Part 2: This was really messed up. My first though was that this Christmas tree is full page. So I checked for the symmetry of the whole map. Nothing... So I was lost. The task had no clues or anything. I went on Reddit and saw some post about statistics. I did not read more into but got some ideas. I calculated the distributions of the robots after x seconds on the map in grid. I first did a grid of squares of size 10x10 which was 100 squares in the grid. The calculated the average and distribution and checked for at least 1/2 squares to be outside the 3*StandardDeveation. Found nothing for 100_000 Seconds. So I changed the square size to 20x20 and voilà, I found the beautiful tree! Took me an extra 90 minutes though haha
Part 1: I basically got the Idea on how to do it right away and solved it withing 30 minutes. Had practically no error but some typos or just little mistakes
Part 2: For this I also got the idea right away. Still took some time to code up and code some little silly mistakes like not including the last entry in an array and stuff. But the idea worked out right away after getting the little bugs working. For both parts in total it took me like 2 hours and 15 minutes. Was also my first time doing pointers in Go, so that also took some time away to google and try out in the Go Playground. This was a nice puzzle!

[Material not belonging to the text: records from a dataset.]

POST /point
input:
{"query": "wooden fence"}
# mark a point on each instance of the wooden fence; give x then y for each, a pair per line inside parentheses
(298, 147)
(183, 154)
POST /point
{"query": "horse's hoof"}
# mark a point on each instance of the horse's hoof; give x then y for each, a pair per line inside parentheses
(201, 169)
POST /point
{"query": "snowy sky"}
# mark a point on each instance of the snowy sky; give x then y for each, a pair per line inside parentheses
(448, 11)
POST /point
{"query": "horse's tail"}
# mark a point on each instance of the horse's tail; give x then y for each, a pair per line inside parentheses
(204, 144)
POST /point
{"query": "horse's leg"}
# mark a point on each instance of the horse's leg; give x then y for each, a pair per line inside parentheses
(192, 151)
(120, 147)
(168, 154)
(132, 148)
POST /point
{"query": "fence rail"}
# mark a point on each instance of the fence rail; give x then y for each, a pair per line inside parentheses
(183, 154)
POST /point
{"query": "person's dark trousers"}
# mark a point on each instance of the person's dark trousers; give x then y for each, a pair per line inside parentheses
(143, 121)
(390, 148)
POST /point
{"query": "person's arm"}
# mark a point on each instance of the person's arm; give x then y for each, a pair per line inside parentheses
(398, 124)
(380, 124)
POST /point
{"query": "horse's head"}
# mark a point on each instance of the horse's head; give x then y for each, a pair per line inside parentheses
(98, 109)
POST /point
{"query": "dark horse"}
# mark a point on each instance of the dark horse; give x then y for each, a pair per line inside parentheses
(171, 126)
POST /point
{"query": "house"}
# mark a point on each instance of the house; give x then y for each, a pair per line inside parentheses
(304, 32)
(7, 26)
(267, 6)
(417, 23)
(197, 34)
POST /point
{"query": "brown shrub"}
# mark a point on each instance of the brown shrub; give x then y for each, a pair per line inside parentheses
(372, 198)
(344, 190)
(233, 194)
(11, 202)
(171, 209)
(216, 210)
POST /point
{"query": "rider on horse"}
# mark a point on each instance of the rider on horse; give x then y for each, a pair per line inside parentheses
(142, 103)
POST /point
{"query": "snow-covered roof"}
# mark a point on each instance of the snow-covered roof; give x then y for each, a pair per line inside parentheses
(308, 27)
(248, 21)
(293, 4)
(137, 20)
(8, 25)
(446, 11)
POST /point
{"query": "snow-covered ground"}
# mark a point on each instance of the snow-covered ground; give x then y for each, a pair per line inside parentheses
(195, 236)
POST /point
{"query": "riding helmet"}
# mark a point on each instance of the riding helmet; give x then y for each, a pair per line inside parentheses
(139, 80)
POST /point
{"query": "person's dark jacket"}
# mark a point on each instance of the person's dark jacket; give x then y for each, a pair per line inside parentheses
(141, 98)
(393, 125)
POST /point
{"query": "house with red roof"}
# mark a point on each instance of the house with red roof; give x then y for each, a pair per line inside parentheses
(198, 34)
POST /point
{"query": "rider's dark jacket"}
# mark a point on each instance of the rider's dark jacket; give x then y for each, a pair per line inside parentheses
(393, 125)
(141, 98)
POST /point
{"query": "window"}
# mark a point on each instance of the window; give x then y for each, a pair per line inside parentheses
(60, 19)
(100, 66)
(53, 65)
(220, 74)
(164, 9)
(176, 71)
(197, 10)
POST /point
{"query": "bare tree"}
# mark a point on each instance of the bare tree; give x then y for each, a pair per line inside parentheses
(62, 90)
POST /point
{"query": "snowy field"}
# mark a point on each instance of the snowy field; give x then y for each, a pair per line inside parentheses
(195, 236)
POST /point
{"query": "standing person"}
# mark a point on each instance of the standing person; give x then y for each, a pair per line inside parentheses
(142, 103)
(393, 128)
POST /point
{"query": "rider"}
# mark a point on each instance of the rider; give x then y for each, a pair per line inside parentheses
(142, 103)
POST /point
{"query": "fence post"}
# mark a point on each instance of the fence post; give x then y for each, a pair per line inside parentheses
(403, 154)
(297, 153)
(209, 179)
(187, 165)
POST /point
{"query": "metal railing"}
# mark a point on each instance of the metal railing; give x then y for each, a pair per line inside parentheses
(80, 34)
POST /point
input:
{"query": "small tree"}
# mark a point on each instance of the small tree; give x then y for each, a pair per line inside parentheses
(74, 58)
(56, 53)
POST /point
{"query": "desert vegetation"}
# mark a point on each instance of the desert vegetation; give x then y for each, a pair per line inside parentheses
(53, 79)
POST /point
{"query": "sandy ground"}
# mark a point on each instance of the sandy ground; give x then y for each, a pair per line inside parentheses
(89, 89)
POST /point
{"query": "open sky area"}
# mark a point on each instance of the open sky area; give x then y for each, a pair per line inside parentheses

Part 1: It was pretty easy. Go it working really quickly
Part 2: This was difficult. I made the crucial mistake to turn and to go in the same step. So I was not able to compare the values with each other. This took me probably like 10 hours or so. Really stupid. This was again a perfect example of simple but not easy. But I did it without googling or using any other libraries.
Part 1: The first part was really easy. I already built a whole computer class because I thought the second part building upon it. I got it first try and quickly moved on to the second part.
Part 2: At first I really had no idea what to do. But then I started looking into the program that is running and tried to figure out what it is doing. So I did a full program analysis and quickly found out the output is calculated like this:
output_k = {
b = A[A.len-3*(k+1),A.len-3*k-1] ^ 011
return A[A.len-3*(k+1),A.len-3*k-1] ^ A[A.len-3*(k+1)-1-b,A.len-3*k-1-b] ^ 110
}
After some time I wrote down the code and ran it: Fuck it only tries one path and does not stop if the output does not match the wanted output (the program itself). I really did not know how to easily code this up but then The Stack came into my mind and with some copy pasted really simple Stack implementation in go I got it to work within 15 minutes. It prints out all possible starting values for Register A but I just need to manually choose the smallest one.
Part 1: Really easy, though at first I was extremely confused and I thought we walk through the map as the bytes fall. But it was actually just Dijkstra and then simulating Dijkstra for the more falling bytes.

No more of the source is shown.